Camel - Song Within A Song

Synchronicity, like many things, is like a fine wine - it gets better with age. The more you learn from your experiences, the more a clear message is conveyed. Where you once stumbled and looked for reasons "why", you can now accept it as it is and simply listen. It is an entirely subjective thing. Its meaning can only be applied to and by the observer.

It seems as if things are winding up in the world towards a greater awareness. We are seeing news of protests in America. Yes, it's hard to believe, but it's true - Americans are starting to wake up a little, finally discontent with the garbage they're fed every day. People around the world are waking up. It's a global energy state that people are learning to work with, realizing that we are all fundamentally the same thing and no one/no being is really superior to anyone else, no matter how much paper they have or what armies they think they control.
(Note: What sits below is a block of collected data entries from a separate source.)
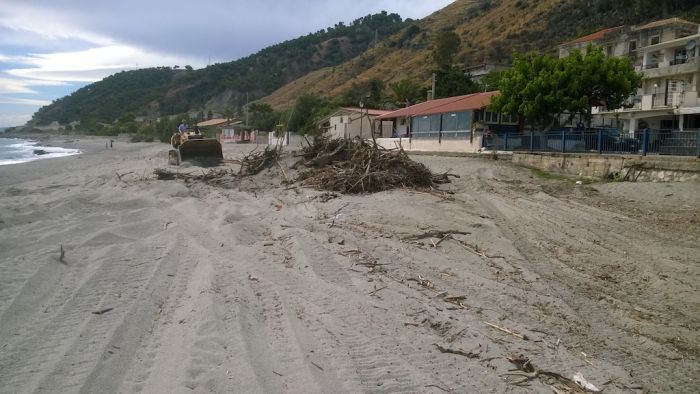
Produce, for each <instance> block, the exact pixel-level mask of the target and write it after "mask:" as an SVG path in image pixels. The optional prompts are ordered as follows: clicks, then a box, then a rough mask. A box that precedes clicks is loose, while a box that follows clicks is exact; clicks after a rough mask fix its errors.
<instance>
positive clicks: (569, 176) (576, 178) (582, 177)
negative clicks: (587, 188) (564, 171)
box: [530, 167, 597, 185]
mask: <svg viewBox="0 0 700 394" xmlns="http://www.w3.org/2000/svg"><path fill="white" fill-rule="evenodd" d="M530 171H532V175H533V176H535V177H537V178H539V179H547V180H551V181H565V182H573V183H579V182H580V184H583V185H588V184H591V183H595V182H596V181H597V179H595V178H590V177H581V176H569V175H562V174H552V173H551V172H549V171H545V170H541V169H539V168H532V167H530Z"/></svg>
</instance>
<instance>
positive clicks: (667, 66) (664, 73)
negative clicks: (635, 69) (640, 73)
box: [639, 58, 700, 79]
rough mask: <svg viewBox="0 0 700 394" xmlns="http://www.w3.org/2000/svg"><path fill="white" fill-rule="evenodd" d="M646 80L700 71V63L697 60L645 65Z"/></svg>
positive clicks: (645, 64)
mask: <svg viewBox="0 0 700 394" xmlns="http://www.w3.org/2000/svg"><path fill="white" fill-rule="evenodd" d="M639 71H642V73H643V74H644V78H647V79H648V78H662V77H670V76H673V75H682V74H688V73H693V72H698V71H700V61H698V59H697V58H689V59H674V60H671V61H662V62H658V63H650V64H645V65H644V66H643V67H642V69H641V70H639Z"/></svg>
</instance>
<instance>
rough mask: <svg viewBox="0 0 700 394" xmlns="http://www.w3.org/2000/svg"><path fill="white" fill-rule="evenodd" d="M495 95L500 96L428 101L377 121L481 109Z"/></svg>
mask: <svg viewBox="0 0 700 394" xmlns="http://www.w3.org/2000/svg"><path fill="white" fill-rule="evenodd" d="M497 94H500V92H498V91H494V92H484V93H472V94H468V95H466V96H456V97H448V98H444V99H437V100H430V101H426V102H423V103H418V104H416V105H412V106H410V107H406V108H402V109H400V110H397V111H394V112H390V113H388V114H385V115H381V116H379V117H378V118H377V119H379V120H383V119H396V118H400V117H404V116H422V115H435V114H444V113H449V112H461V111H469V110H475V109H482V108H485V107H486V106H488V105H489V104H490V103H491V97H493V96H495V95H497Z"/></svg>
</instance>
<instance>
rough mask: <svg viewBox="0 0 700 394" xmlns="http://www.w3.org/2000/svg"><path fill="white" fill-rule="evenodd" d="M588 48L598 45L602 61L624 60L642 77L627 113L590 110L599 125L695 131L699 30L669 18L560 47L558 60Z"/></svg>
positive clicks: (568, 44) (627, 111) (696, 95)
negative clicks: (610, 58)
mask: <svg viewBox="0 0 700 394" xmlns="http://www.w3.org/2000/svg"><path fill="white" fill-rule="evenodd" d="M589 43H591V44H593V45H596V46H602V47H603V50H604V52H605V54H606V55H607V56H618V57H621V56H628V57H629V58H630V61H631V62H632V64H633V65H634V67H635V69H636V70H637V71H639V72H641V73H642V75H643V77H642V83H641V86H640V87H639V89H638V91H637V95H636V96H635V97H633V98H632V99H631V100H630V103H629V104H630V105H629V108H620V109H615V108H601V109H597V110H594V114H597V115H598V118H599V120H600V119H601V118H605V119H608V120H611V119H615V120H617V121H619V123H620V126H621V127H622V128H623V129H624V130H627V131H629V133H630V134H634V133H635V131H639V130H642V129H645V128H649V129H651V130H662V131H663V130H688V129H698V128H700V102H699V100H698V88H699V87H700V86H699V83H698V80H699V79H700V48H698V45H700V25H698V24H696V23H692V22H688V21H685V20H682V19H678V18H672V19H664V20H660V21H655V22H652V23H648V24H645V25H641V26H631V27H629V26H621V27H614V28H609V29H605V30H601V31H599V32H596V33H593V34H591V35H589V36H586V37H581V38H579V39H576V40H574V41H571V42H568V43H565V44H563V45H561V46H560V47H559V56H560V57H563V56H566V55H568V53H569V51H570V50H571V49H573V48H579V49H585V47H586V46H587V45H588V44H589ZM606 123H607V122H606Z"/></svg>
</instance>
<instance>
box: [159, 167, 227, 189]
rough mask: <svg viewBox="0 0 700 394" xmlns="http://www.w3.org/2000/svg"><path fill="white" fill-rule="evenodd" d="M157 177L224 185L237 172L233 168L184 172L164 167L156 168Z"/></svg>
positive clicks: (167, 179)
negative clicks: (229, 168)
mask: <svg viewBox="0 0 700 394" xmlns="http://www.w3.org/2000/svg"><path fill="white" fill-rule="evenodd" d="M153 174H154V175H155V176H156V179H159V180H166V181H167V180H174V179H182V180H184V181H185V182H193V181H200V182H204V183H206V184H208V185H212V186H223V185H224V184H226V183H229V182H230V180H231V179H234V178H235V176H236V174H235V173H233V171H231V170H226V169H212V170H209V171H207V172H204V171H202V173H201V174H197V173H195V172H190V173H184V172H173V171H170V170H167V169H164V168H156V169H155V170H154V171H153Z"/></svg>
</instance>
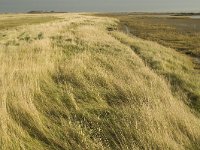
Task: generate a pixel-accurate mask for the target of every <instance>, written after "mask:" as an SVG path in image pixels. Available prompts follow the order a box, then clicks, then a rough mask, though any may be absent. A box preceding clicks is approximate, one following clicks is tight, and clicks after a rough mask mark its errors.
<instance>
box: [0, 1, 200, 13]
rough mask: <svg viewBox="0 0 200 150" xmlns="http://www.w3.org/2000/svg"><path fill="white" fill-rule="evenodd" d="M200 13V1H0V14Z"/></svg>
mask: <svg viewBox="0 0 200 150" xmlns="http://www.w3.org/2000/svg"><path fill="white" fill-rule="evenodd" d="M30 10H44V11H50V10H53V11H69V12H119V11H153V12H160V11H164V12H167V11H174V12H180V11H181V12H188V11H190V12H191V11H195V12H200V0H0V12H27V11H30Z"/></svg>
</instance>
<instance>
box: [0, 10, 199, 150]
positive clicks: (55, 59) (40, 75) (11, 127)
mask: <svg viewBox="0 0 200 150" xmlns="http://www.w3.org/2000/svg"><path fill="white" fill-rule="evenodd" d="M58 16H59V17H62V18H64V19H62V20H57V21H54V22H50V23H45V24H38V25H29V26H25V27H21V28H20V29H17V30H16V29H14V28H13V29H10V30H8V31H2V32H3V34H6V35H7V36H6V37H2V38H0V89H1V90H0V102H1V103H0V114H1V115H0V149H3V150H7V149H11V150H12V149H13V150H17V149H26V150H27V149H30V150H33V149H38V150H40V149H41V150H43V149H49V150H50V149H51V150H52V149H61V150H64V149H199V148H200V119H199V116H198V108H196V109H193V105H189V104H190V103H188V102H189V101H190V100H191V97H189V96H188V94H187V92H190V93H193V94H194V95H196V101H199V93H198V92H199V90H198V89H199V84H198V83H197V82H198V81H199V80H198V79H197V78H196V76H197V75H194V74H196V72H193V73H192V72H191V71H193V69H192V63H191V60H189V59H188V58H187V57H185V56H181V55H180V54H178V53H175V52H174V50H172V49H167V48H165V47H162V46H160V45H158V44H156V43H153V42H148V41H143V40H141V39H137V38H134V37H128V36H127V35H125V34H123V33H121V32H119V31H111V29H112V28H115V27H116V26H117V20H114V19H110V18H98V17H90V16H82V15H78V14H67V15H66V14H65V15H64V14H63V15H62V14H58ZM108 30H109V31H108ZM26 37H29V38H28V39H27V38H26ZM13 41H14V42H13ZM162 51H163V53H162ZM179 55H180V57H179ZM155 56H156V57H155ZM154 59H156V60H154ZM151 62H153V64H152V63H151ZM149 64H152V65H149ZM154 64H155V65H156V67H155V65H154ZM152 66H153V67H152ZM174 66H177V67H178V71H177V70H176V68H177V67H175V68H173V67H174ZM189 72H191V74H189ZM168 73H169V74H170V73H174V74H175V76H176V75H177V76H178V75H179V76H180V80H178V79H179V78H174V80H175V81H176V80H178V82H180V85H179V84H176V86H174V84H173V83H174V82H171V78H166V76H165V74H168ZM182 83H183V84H184V85H183V86H182V85H181V84H182ZM187 85H190V86H189V87H188V86H187ZM190 87H191V88H190ZM187 88H188V89H187ZM184 89H186V91H187V92H185V91H184Z"/></svg>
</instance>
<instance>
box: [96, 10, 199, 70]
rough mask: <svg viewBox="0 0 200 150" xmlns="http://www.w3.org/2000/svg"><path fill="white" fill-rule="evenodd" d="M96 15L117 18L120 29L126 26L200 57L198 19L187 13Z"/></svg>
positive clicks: (140, 34) (190, 53)
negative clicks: (190, 15) (119, 23)
mask: <svg viewBox="0 0 200 150" xmlns="http://www.w3.org/2000/svg"><path fill="white" fill-rule="evenodd" d="M98 15H99V16H109V17H114V18H117V19H119V20H120V23H121V28H122V29H123V28H124V26H127V27H128V28H129V30H130V33H131V34H133V35H135V36H137V37H140V38H143V39H146V40H151V41H155V42H158V43H160V44H162V45H164V46H167V47H171V48H174V49H177V50H178V51H181V52H183V53H186V54H189V55H190V56H192V57H196V58H197V57H198V58H199V59H200V42H199V41H200V19H192V18H190V17H188V15H189V14H185V15H186V16H183V14H145V13H143V14H138V13H129V14H128V13H116V14H114V13H113V14H98ZM197 63H200V62H199V61H198V62H197ZM199 65H200V64H199ZM199 65H198V68H199Z"/></svg>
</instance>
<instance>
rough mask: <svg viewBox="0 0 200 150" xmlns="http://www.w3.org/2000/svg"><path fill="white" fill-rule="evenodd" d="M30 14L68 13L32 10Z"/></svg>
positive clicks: (29, 11)
mask: <svg viewBox="0 0 200 150" xmlns="http://www.w3.org/2000/svg"><path fill="white" fill-rule="evenodd" d="M27 13H28V14H43V13H67V12H57V11H53V10H52V11H42V10H31V11H28V12H27Z"/></svg>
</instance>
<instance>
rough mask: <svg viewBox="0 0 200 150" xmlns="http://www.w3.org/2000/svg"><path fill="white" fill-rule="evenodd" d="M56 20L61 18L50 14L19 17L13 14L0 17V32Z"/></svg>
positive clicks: (18, 16)
mask: <svg viewBox="0 0 200 150" xmlns="http://www.w3.org/2000/svg"><path fill="white" fill-rule="evenodd" d="M56 19H59V18H57V17H55V16H53V15H48V14H45V15H44V14H40V15H39V14H35V15H29V14H18V15H17V16H16V15H12V14H7V15H0V30H8V29H10V28H14V27H18V26H21V25H30V24H38V23H45V22H49V21H54V20H56Z"/></svg>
It is not with anger that we will find balance, but with love and care. It is our love for eachother that will bring things into order, not wanting punishment inflicted on the hapless pawns of greater entropy.

My personal experiences are congealing into a denser actualization of themes I have spent the last few years (maybe my whole life) trying to bring into human language and thought. It almost feels unnecessary to write about my thoughts, as I have realized the kinds of things I want to express are not meant to be thought out and displayed for others to read. In order to reach a true personal gnosis, these themes must be transmuted and interpreted from within. It is not by putting my words out for others to read that I will reach what I am trying to grasp. It doesn't mean that I don't want to write anymore, just that I want to be sure that what I am writing about works for me subjectively. I no longer find interest in dredging synchronistic gems from the muck of local media, in the current flow of physical time I am on a journey within myself and before I really join you all in this work again, I want to be sure that I am not coming from a place of fear or ego as I did before.

3 comments:

Sibyl Hunter said...

I've been having a strange sense of writer's block, too. Syncs are still flowing all around me, but I don't feel motivated to express them. I can't bring myself to piece together a new blog post. It's almost like the time for talking is over. Like everything that will happen is already happening? I dunno.

skrambo said...

Agreed... There is also the instant feeDBack of Twitter that sort of makes this form of synchromystic musing obsolete. I wish I wrote more, though. I kind of miss it.

I also get the sense that "talking time is over"... Or maybe you and I have reached a level of assumed understanding (relative to subjective experience) that we no longer feel the need to put our ideas into the sphere because what works for us does not work for everyone else.

Atareye said...

Glad to hear I'm not the only one feeling the same about posting. I find tremendous correlations sometimes. But I think I'll just keep stitching together a video over time. The world is boiling. Again?

Allot of us are kinda idle. Waiting.